Gender Mainstreaming
Der professionelle Blick auf die Bewertung von Maßnahmen und Projekten unter der Kategorie des Geschlechts.
Das Institut FBI bietet zu diesem Thema Schulungen an und begleitet Projekte und Einrichtungen mit Gender Mainstreaming.
Die Bedeutung des englischen Ausdrucks ist klar, das soziale Geschlecht (gender) soll generell beachtet werden. Die unterschiedlichen Interessen der beiden Geschlechter unseres Kulturkreises sollen immer mitgedacht und berücksichtigt werden, um das Ziel der Chancengleichheit und Geschlechtergerechtigkeit zu erreichen oder ihm zumindest näher zu kommen.

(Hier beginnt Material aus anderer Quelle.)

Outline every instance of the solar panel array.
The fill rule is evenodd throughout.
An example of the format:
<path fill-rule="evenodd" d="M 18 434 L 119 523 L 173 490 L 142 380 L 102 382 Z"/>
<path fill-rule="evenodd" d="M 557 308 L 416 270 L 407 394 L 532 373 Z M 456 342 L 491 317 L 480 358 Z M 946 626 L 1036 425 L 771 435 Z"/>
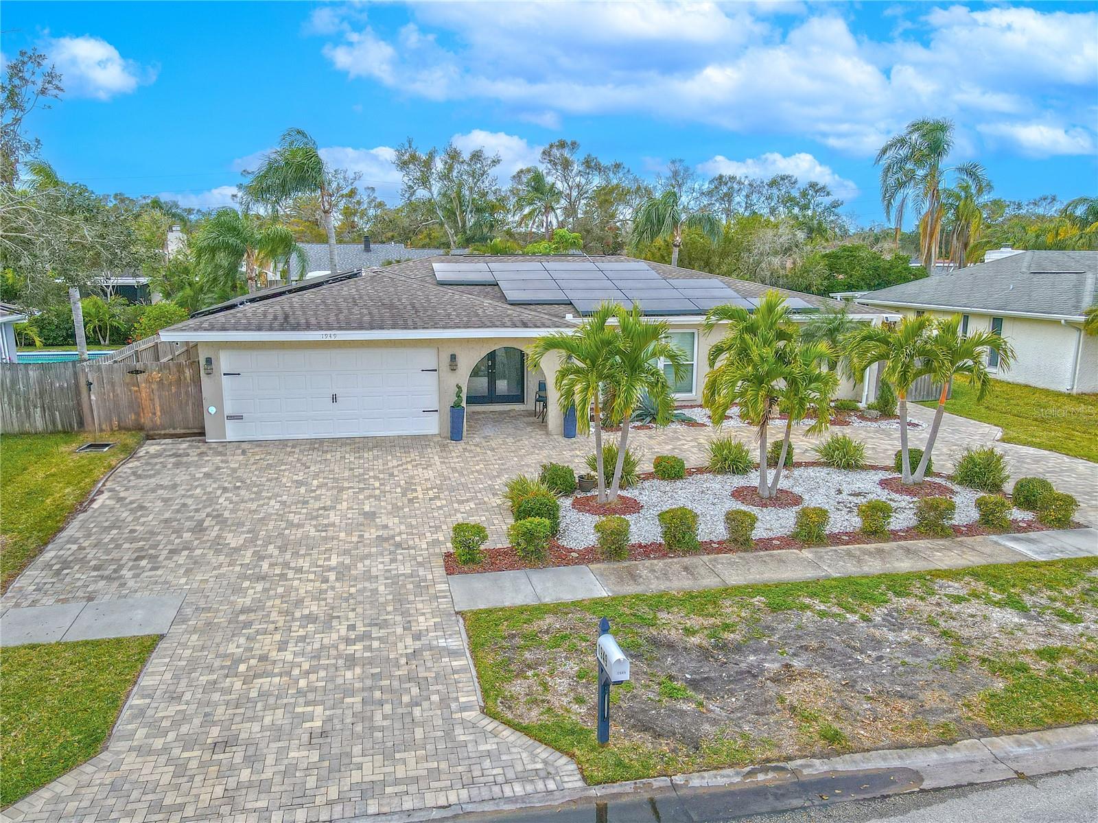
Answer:
<path fill-rule="evenodd" d="M 515 305 L 571 303 L 580 314 L 591 314 L 606 301 L 638 304 L 645 314 L 679 315 L 708 312 L 731 303 L 751 311 L 758 301 L 740 296 L 716 278 L 661 277 L 640 260 L 552 260 L 550 262 L 433 263 L 441 285 L 498 285 Z M 803 300 L 787 301 L 792 308 L 811 308 Z"/>

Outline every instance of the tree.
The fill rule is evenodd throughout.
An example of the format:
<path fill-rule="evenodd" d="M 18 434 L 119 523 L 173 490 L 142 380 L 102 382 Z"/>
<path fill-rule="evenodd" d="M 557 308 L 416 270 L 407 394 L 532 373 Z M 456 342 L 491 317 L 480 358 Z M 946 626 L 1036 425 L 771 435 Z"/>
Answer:
<path fill-rule="evenodd" d="M 911 483 L 911 463 L 907 450 L 907 393 L 923 374 L 931 372 L 935 357 L 930 339 L 930 317 L 904 317 L 898 326 L 867 326 L 850 336 L 847 352 L 854 374 L 862 374 L 872 363 L 884 361 L 882 379 L 896 390 L 899 401 L 899 449 L 901 480 Z"/>
<path fill-rule="evenodd" d="M 696 228 L 713 243 L 720 240 L 720 221 L 710 212 L 691 211 L 679 191 L 666 188 L 658 198 L 643 203 L 634 215 L 634 244 L 650 244 L 664 237 L 671 238 L 671 264 L 679 266 L 679 250 L 683 245 L 683 229 Z"/>
<path fill-rule="evenodd" d="M 984 167 L 963 162 L 946 167 L 953 148 L 953 122 L 949 120 L 916 120 L 903 134 L 889 138 L 877 151 L 875 165 L 881 166 L 881 203 L 885 216 L 895 215 L 896 241 L 910 205 L 921 212 L 919 217 L 919 251 L 927 272 L 938 261 L 943 217 L 942 188 L 952 172 L 960 180 L 987 185 Z"/>
<path fill-rule="evenodd" d="M 603 303 L 583 323 L 571 331 L 554 331 L 537 338 L 527 352 L 530 369 L 539 369 L 546 356 L 560 357 L 553 385 L 560 410 L 576 410 L 576 425 L 582 433 L 591 430 L 591 408 L 595 419 L 595 465 L 598 483 L 598 501 L 606 503 L 606 474 L 603 471 L 603 385 L 609 379 L 617 347 L 618 330 L 609 325 L 617 307 Z"/>
<path fill-rule="evenodd" d="M 245 187 L 248 199 L 278 208 L 301 194 L 315 194 L 328 241 L 328 271 L 336 264 L 336 229 L 333 213 L 339 179 L 316 147 L 316 140 L 300 128 L 288 128 L 279 147 L 264 156 L 262 162 Z M 291 238 L 292 239 L 292 238 Z M 249 281 L 250 283 L 251 281 Z"/>
<path fill-rule="evenodd" d="M 979 403 L 991 385 L 991 374 L 987 371 L 987 354 L 996 352 L 999 357 L 999 369 L 1006 371 L 1015 357 L 1013 349 L 1002 337 L 990 330 L 961 332 L 961 315 L 939 319 L 932 328 L 930 354 L 927 365 L 935 383 L 942 384 L 938 395 L 938 407 L 934 409 L 934 421 L 930 425 L 927 444 L 922 449 L 922 459 L 915 470 L 912 483 L 922 483 L 930 463 L 930 452 L 938 439 L 938 429 L 945 414 L 945 398 L 950 384 L 956 377 L 966 380 L 976 390 L 976 402 Z"/>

Gender Mainstreaming wurde 1995 auf der Weltfrauenkonferenz in Beijing als durchsetzungskräftige Strategie gegenüber den nationalen Regierungen entwickelt. Das heißt, die nationalen Regierungen sind aufgefordert, in allen Politikfeldern und bei allen geplanten Maßnahmen nachzuprüfen, welche Auswirkungen ihre Politik auf die Situation der Frauen und der Männer hat. Aufgrund der gesellschaftlich benachteiligten Stellung der Frauen bedeutet es konkret, zu schauen, in welcher Weise geplante Maßnahmen die spezifische Lebenssituation von Frauen im Sinne der in den Dokumenten verabschiedeten Zielsetzungen wie Chancengleichheit verbessern. Daher wurde die Strategie des Mainstreaming im Vierten Aktionsprogramm zur Chancengleichheit der EU 1995 beschrieben. Damit war der Anspruch formuliert, dass in der gesamten europäischen Politik die Geschlechterverhältnisse in jeder politischen Konzeption berücksichtigt werden. Im Amsterdamer Vertrag wurde dieses Prinzip zur Verpflichtung.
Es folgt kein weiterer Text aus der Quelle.